As mentioned in a previous blog, using Lucene.Net to create and search an index was quick and easy. Here I will show you in these 4 steps how to do it.
- Create an index
- Build the query
- Perform the search
- Display the results
Before we get started I wanted to mention that Lucene.Net was originally designed for Java. Because of this I think the creators used some classes in Lucene that already exist in the .Net framework. Therefore, we need to use the entire path to the classes and methods instead of using a directive to shorten it for us.
Meaning, instead of using a directive and then referencing the method or class directly in our code like this:
using Lucene.Net.Analysis;
Directory directory = FSDirectory.Open(directoryPath);
Lucene.Net.Store.Directory directory =
Lucene.Net.Store.FSDirectory.Open(directoryPath);
Or
using LuceneStore = Lucene.Net.Store;
LuceneStore.Directory directory =
LuceneStore.FSDirectory.Open(directoryPath);
Create an index
The libraries needed to create an index are the Directory, Analyzer, IndexWriter, Document and Field.
LuceneStore.Directory directory =
LuceneStore.FSDirectory.Open(directoryPath);
Analyzer analyzer =
new StandardAnalyzer(LuceneUtil.Version.LUCENE_29);
IndexWriter writer =
new IndexWriter(directory, analyzer, true,
IndexWriter.MaxFieldLength.UNLIMITED);
…………
Document doc = new Document();
doc.Add(new Field("TERM",
"TERMVALUE",
Field.Store.NO,
Field.Index.ANALYZED));
writer.AddDocument(doc);
…………
writer.Optimize();
writer.Close();
The directoryPath variable identifies which directory you want to index. The analyzer is used to remove ‘noise words’ like and, the, of, but, etc.… You can pass in a language specific analyzer if needed. Default is English. The IndexWriter is the class that will write your index. The ‘true’ parameter here is saying that I want a new index file created instead of updating the existing one. The writer writes the document to the index file which will later be searched. The index consists of a group of documents, which contain fields which contain terms as you see in the below image.
The parameters for adding a Field are available in the source. Below is my flavor of them.
Field.Store.NO | Not stored in the index, will not show in results |
Field.Store.YES | Stored in the index and can be viewed in results |
Field.Store.COMPRESS | Store original field in a compressed format |
Field will be searchable, no Analyzer and not boosting
Field.Index.ANALYZED | Field will be searchable and will use the Analyzer |
Field.Index.ANALYZED_NO_NORMS | Field will be searchable, no document boosting |
Field.Index.NO | Field will not be searchable |
Field.Index.NOT_ANALYZED | Field will be searchable but no Analyzer used |
Field.Index.NOT_ANALYZED_NO_NORMS |
Do not store list of terms and number of occurrences
Field.TermVector.WITH_OFFSETS
Field.TermVector.NO | |
Find difference between terms in similar documents | |
Field.TermVector.WITH_POSITIONS | Find relative position of term in document |
Field.TermVector.WITH_POSITIONS_OFFSETS | Combine definition for OFFSETS and POSITIONS |
Field.TermVector.YES | Store list of terms and number of occurrences |
TermVector interested me a lot, but I won’t try an repeat an already cool description of it here.

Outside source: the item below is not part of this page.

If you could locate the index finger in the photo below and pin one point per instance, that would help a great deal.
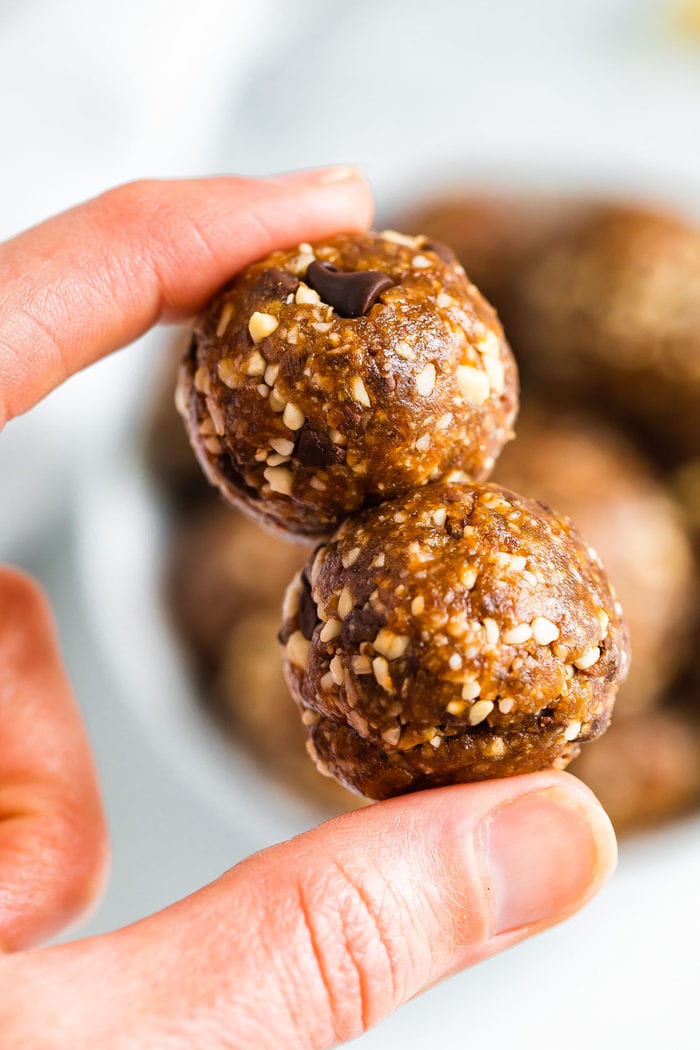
(98, 276)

Referring to the code where the documents are being written, you will notice some dots (……..). You would probably want to put the code segment between the dots in a for or for-each block to add each of your fields to the document before adding it to the index. As well, you may have multiple documents to add to an index and therefore need a parent for or for-each block to write all the documents. For example you want to index all the files within a directory or all the rows returned from a database query. Something like below,
foreach (IList value in preparedToIndex)
{
Document doc = new Document();
foreach (string name in selectStatement)
{
doc.Add(new Field(selectedName, value[cntr].ToString(),
Field.Store.NO, Field.Index.ANALYZED));
}
doc.Add(new Field("TERM", "TERMVALUE", Field.Store.YES,
Field.Index.ANALYZED, Field.TermVector.YES));
writer.AddDocument(doc);
}
writer.Optimize();
writer.Close();
Once you have done the above, you have built a searchable index using Lucene.Net.